Optimizing ElasticSearch for a lot of small bulk requests

Hey there,

I'm basing my elastic search setup on this article https://www.elastic.co/blog/elasticsearch-as-a-time-series-data-store.
The goal of it is to be able to store telemetry and logs from our microservices, and telemetry and logs that we collect from client apps. I am currently in the phase of collecting telemetry from microservices so I have about 80 instances that each publish 250 datapoints in a single bulk request every 10 seconds. So I don't think this is anything to worry anyone. The size of the bulk request is 75KiB.
I am using the AWS ES service so it is Elasticsearch 1.5 under the covers. The cluster is made up of 3 instances with 9 shards total and one replica. I have tried to turn off replication and I get the same result.
I am using daily indexes with refresh set to 10s.
The services open a fresh connection every time and publishing is single threaded so there is no way to have more than 80 active requests worst case.

Every once in a while, I am getting rejected executions due to queue size (it is set to 50).
I am using large instances with plenty of resources. The reason I don't go into detail about this is because the reported CPU, memory and IO is extremely low so it doesn't seem to be a factor. The cluster isn't overloaded however the queues are filling up.

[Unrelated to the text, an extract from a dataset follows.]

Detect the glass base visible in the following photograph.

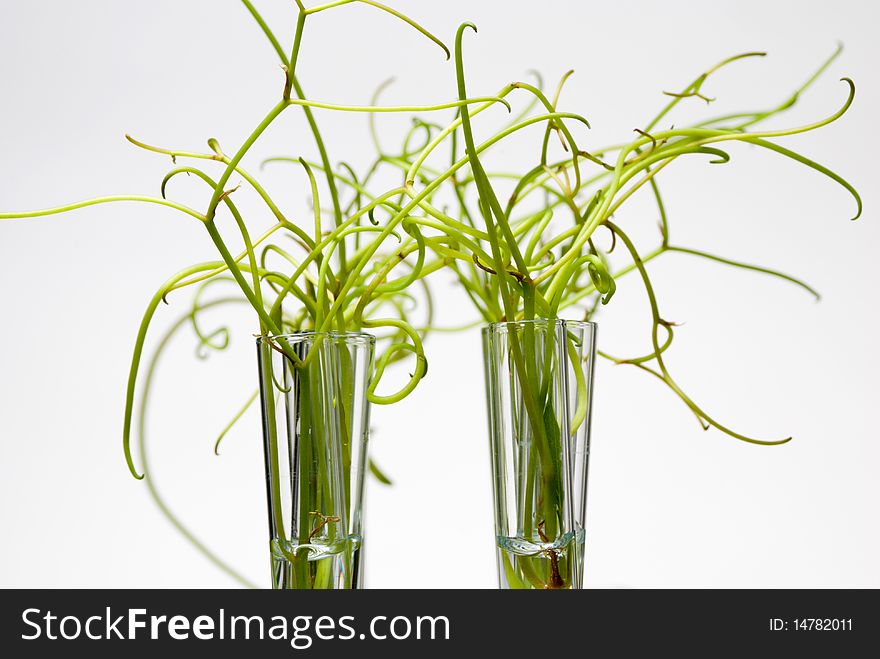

Horizontally scaling doesn't help, I get the same errors. I am trying to build a cluster that can handle tens of thousands of these small bulk requests and I can't get it to properly handle 80.

I can understand how increasing the number of nodes and shards will improve searches but I'm not clear what changes need to be made in order to achieve a horizontally scalable cluster with respect to writes in my case.
I could see it helping when the I/O is pegged for example, but in my scenario I'm hitting some other bottleneck and I don't understand what it is. To me the load I'm placing shouldn't be an issue.

Thank you for the help